What causes a business to fail?

Information provided by Kidwells Accountancy on our website is for informational purposes only. For bespoke advice, call 01432 278 179 or email info@kidwellsaccountancy.co.uk to learn more about what is best for your business.

There is always a risk in running a business. Over half of business start-ups fail within their first three years.  So, what can you do to keep your business afloat?  

Insufficient Cash Flow 

Many new businesses fail because there isn’t a contingency to keep them going. A slowing of cash flow can happen at any time due to bills, client payment delays or credit problems. Even if your business is doing well, it’s essential to keep enough cash aside to cover expenses such as payroll, inventory, production, taxes, and other essential costs.  

Debt 

As with keeping cash flow up it is essential to keep debt down as one affects the other. Borrowing money to fund your start-up is likely to increase the risk of your business failing; one month of poor profits could be all it takes to cause your debt repayments to exceed your overall income. 

Knowledge of business practices 

A good business practice plan is essential. It can help your business to become more competitive, increase sales and revenue, improve your employees’ skills, reduce costs, and more.  

Ensure you have a thorough understanding of business processes and procedures. Some things are easy to get wrong, too – entering a contract without being fully aware of the contractual obligations is a common, but what could be a costly, mistake.  

Price Correctly 

When you are in competition with other businesses it could be a risky venture to lower your prices to gain customers. Your business may grow but your profit margin will drop. Ultimately, it could affect the quality of your products or services. 

Competition 

New businesses are created daily. Competition isn’t always a bad thing; it challenges you to improve your business. Don’t ignore other businesses whether they’re new or old and be prepared to make changes. Focus on retaining your present customers who will ensure your business remains unaffected even if competition increases.  

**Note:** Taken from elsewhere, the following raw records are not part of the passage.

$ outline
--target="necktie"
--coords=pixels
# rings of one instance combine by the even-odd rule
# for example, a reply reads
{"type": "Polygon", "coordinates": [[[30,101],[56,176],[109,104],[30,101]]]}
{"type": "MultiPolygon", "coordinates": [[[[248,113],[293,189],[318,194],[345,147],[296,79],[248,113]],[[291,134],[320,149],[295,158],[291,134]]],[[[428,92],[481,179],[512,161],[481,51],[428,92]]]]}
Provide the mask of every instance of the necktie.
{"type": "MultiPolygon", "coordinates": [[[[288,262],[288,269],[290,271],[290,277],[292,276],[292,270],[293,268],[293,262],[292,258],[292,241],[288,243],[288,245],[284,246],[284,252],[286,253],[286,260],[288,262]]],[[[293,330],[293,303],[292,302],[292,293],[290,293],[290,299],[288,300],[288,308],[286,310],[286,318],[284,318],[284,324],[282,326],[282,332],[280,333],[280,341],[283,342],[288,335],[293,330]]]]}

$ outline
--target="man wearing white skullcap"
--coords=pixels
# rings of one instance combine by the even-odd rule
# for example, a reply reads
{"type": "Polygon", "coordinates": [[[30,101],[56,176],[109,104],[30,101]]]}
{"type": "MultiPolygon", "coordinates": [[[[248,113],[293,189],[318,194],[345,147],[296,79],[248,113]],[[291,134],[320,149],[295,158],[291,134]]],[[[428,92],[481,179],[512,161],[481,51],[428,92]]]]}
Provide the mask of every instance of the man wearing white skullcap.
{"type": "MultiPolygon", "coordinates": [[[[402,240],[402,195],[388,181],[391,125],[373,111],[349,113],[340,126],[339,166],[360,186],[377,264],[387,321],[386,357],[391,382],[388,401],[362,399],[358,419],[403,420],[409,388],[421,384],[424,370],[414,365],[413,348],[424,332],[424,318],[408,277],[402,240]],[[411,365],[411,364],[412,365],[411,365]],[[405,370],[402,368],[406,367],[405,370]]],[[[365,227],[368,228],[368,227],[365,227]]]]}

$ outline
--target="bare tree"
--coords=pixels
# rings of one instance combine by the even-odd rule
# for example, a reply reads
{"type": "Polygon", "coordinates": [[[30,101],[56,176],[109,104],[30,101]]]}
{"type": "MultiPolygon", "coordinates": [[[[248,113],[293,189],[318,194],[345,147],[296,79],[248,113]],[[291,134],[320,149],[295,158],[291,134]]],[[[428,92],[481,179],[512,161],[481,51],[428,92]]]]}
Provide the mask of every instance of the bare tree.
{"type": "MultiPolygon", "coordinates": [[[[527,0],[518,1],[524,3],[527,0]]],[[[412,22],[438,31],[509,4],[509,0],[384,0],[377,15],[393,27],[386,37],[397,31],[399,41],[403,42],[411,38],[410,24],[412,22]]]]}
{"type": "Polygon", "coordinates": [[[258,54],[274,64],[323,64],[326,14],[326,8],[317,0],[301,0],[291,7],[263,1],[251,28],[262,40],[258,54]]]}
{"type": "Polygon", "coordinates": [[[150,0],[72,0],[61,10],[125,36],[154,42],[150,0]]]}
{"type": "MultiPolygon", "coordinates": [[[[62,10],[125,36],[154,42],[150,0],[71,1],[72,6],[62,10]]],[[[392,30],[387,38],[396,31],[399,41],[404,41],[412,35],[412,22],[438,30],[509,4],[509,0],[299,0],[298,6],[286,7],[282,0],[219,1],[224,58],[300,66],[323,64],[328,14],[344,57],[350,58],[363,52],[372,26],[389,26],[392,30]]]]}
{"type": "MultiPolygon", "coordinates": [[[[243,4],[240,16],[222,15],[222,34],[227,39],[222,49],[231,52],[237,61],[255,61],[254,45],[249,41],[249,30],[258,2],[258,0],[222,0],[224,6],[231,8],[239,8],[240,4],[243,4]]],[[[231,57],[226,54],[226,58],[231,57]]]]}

Relying on a few clients or customers 

If you rely on only a small number of clients or customers for most of your profit you face a risk if they choose to go to a competitor. If this is the case, you need to ensure the retention of these important customers and focus on acquiring new ones to provide income should you lose a big client.  

Lack of customer knowledge 

Know your customers and what they want because they can help you get more leads and more business. Providing a good service results in strong customer relationships and new sales through positive word-of-mouth recommendations.   

Poor Accounting 

Unless your business is accounting it is usually not the most favourite task of a business owner. Budget planning is essential for any business whatever the size. If the accounts are not up to date and correct, how do you know your business is financially sound? For peace of mind, it would be worth getting help and advice from an accountant on start-ups and further down the line. 

If you fail to keep track of your company’s expenses, even a small downturn in profits could be enough to put the business into insolvency. 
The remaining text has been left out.